Example code(not in a filter, as i was trying different ways to circumvent the issue):

``````> function sumPrimes(num) {
>   const primeArr = [...Array(num - 1).keys()].map(i => i + 2);
>   for (let i = 0; i < primeArr.length; i++) {
>     switch (true) {
>       case (primeArr[i] == 2):
>         break;
>       case (primeArr[i] % 2 == 0):
>         primeArr.splice(i, 1)
>         break;
>       case (primeArr[i] % 3 == 0):
>         primeArr.splice(i, 1)
>         break;
>     }
>   }
>   return primeArr;
> }
>
> console.log(sumPrimes(10));
``````

It works fine up until “case (primeArr[i] % 3 == 0)”

Consider what `splice` is actually doing to the array. How it affects the indices of the numbers from original array?

The way you describe the logic i would filter out numbers, shows way which might be clearer and not be endangered by unexpected side-effects - using the `filter` method instead.

2 Likes

anyway i did try it with filter first - which didn’t work either:

``````>   const primeArr = [...Array(num - 1).keys()].map(i => i + 2).filter(function (n) {
>     switch (true) {
>       case (n == 2):
>         return n;
>       case (n % 2 != 0):
>         return n;
>     }
>   });
``````

first 2 cases work fine, but as soon as i try putting down another case - filter stops doing anything altogether.,

Remember that callback of the `filter` function needs to return a truthy value for item that should be kept in array, and falsy value for item that should be filtered out.

1 Like

Doesn’t work. At the end of the loop primes = [ 2 ].
There’s some kind of issue with using multiple remainder as conditions.

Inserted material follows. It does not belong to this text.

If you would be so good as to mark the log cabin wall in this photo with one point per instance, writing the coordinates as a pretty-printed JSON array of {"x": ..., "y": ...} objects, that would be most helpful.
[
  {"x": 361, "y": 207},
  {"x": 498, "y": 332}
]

Have you made some changes to the original code? If so, please provide the full updated version.

The length of the array is changing when splice is called on it. I think you can make this work the way that you want with minimal changes by decrementing i each time you call splice.

primeArr.splice(i- -, 1);

you also need to add a case for when the value in your array is equal to 3 so it isn’t removed from the array.

1 Like

Don’t use splice. It’s not a good tool when you are iterating over an array.

1 Like

Note, there are way more primes than these 4 so you will need a lot more cases. In general, a list of cases to check sorta defeats the purpose of a prime finding algorithm

1 Like

I ended up following the hint #2 and ‘borrowed’ an algorigthm that looks for primes by multiplication, the rest is a simple reduce.

I know using splice on an array i’m iterating over is no bueno, but i also tried with filter. The code in my second message works fine, but if i try to put another case (n % 3 != 0) -
it immediately stops working altogether

Same thing happens even if i leave two remainder conditions, like:

``````switch (true) {
case (n % 2 != 0):
return n;
case (n % 3 != 0):
return n;
}
``````

Take for example `n == 4`, for it to be filtered out, callback function should return falsy value for `4`. What would be returned here?

1 Like

I’ve only just now realised what was the problem
Anyways the slightly more correct code would be:

function sumPrimes(num) {
//const primeArr = ;
const arr = […Array(num - 1).keys()].map(i => i + 2).filter(function(n) {
if (n === 2 || n === 3 || n === 5 || n === 7 || (n % 2 !== 0 && n % 3 !== 0 && n % 5 !== 0 && n % 7 !== 0)) {
return n;
}
});
return arr.reduce((a, b) => a + b)
}

sumPrimes(10);

Ofcourse, as JeremyLT pointed out it won’t even correctly solve beyond a certain num.

Thanks.

Yeah, you can make an approach with a filter work, though that will be pretty slow, as you end up creating tons of arrays, and creating an array isn’t particularly fast.